Spouses Rejoice: The New Volunteer Management Information System Is Easier to Navigate

New Volunteer Management Information System Easier to Navigate
A check is presented representing the amount of dollars saved from volunteer service, during a recognition ceremony held at Camp Darby. (DVIDS/Chiara Mattirolo)

Spouse volunteers may have reason to rejoice.

After decades of frustration from military spouse volunteers over the old Volunteer Management Information System (VMIS) site -- which was unstable, inaccessible on Apple products and rarely updated -- a new system was rolled out Jan. 11.

While a new system to log hours won't fix the problem of finding volunteers or showing them they are valued beyond their hourly contribution, it could at least help out those who were so frustrated by the old system -- including me -- that they simply stopped attempting to log their hours. It never seemed worth the effort.

Army wife Jennifer Koepl has been volunteering for more than 10 years and was able to update her account with the help of those staffing the Live Chat.

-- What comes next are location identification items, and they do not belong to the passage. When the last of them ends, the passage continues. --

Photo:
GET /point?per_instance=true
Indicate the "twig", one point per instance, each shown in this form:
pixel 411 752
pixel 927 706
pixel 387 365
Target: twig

She shared on social media, "I was even able to get my original VMIS from way back to our Wiesbaden (Germany) days linked to the new portal! The new system is super easy to use too."

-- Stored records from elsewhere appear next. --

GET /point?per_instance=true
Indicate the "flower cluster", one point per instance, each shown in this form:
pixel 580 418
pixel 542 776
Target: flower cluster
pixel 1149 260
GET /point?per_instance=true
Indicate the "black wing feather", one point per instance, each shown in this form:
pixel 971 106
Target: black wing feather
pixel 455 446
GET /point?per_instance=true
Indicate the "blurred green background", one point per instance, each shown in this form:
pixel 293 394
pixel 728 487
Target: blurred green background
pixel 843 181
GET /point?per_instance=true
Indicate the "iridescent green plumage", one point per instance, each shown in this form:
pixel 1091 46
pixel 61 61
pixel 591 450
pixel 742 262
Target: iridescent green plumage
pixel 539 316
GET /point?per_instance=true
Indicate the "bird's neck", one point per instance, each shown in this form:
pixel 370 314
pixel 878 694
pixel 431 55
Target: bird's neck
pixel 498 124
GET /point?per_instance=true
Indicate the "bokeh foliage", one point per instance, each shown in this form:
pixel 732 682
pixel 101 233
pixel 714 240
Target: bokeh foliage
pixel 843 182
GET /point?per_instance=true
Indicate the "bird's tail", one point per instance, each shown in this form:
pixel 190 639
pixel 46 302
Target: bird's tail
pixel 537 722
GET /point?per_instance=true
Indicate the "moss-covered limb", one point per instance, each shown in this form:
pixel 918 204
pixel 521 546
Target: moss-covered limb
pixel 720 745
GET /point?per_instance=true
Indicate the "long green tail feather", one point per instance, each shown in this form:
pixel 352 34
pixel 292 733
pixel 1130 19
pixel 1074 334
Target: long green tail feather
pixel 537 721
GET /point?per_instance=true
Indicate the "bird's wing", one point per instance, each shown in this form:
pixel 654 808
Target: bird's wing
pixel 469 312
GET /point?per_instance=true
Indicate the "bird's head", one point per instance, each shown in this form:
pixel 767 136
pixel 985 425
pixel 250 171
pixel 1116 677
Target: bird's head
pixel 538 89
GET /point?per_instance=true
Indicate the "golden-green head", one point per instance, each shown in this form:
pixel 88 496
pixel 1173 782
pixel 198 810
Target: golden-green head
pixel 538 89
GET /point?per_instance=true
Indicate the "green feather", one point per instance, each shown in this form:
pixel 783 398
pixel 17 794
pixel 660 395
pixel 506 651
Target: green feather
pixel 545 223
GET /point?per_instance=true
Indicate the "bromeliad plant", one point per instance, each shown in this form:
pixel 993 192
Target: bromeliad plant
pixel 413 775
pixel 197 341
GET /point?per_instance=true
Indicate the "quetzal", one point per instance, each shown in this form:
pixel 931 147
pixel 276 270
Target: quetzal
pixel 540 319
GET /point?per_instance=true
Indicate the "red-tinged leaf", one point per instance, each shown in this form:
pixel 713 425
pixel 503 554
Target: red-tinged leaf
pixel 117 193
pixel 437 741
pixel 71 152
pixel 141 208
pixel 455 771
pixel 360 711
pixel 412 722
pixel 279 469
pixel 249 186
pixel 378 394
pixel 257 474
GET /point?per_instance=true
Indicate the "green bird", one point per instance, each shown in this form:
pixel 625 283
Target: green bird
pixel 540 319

The new site is accessed through the Army Family Web Portal and will probably require you to create a new account and then merge it with your old account, as Koepl experienced.

I also went through the process and found it easy, except for the typical long password creation part. I chatted with a live agent, and they helped me merge my account (luckily, I could remember my old username for the Army OneSource account that used to host the VMIS data). It took just a few minutes, and my years of volunteering appeared in my service history.

Having a log of volunteer hours is beneficial both for the volunteer and for the garrison. At annual volunteer appreciation lunches, the garrison commander is normally presented with a pretend check that matches how many hours of work they got for free from military volunteers.

Volunteers have also been instructed to include those hours and descriptions on resumes and applications to help fill the gap created by the years spent following their service members around the world. But that's highly controversial among military spouses -- because when you list military volunteer positions and the hours you spend doing them, employers automatically know you ARE a military spouse. Sometimes, this helps in the job search; sometimes, it hurts.

One thing is clear with this new system: It's easier to use, which means people are more likely to use it. So if you're ready for a new volunteer opportunity, log in and see what is open in your area -- and log your hours when you do it.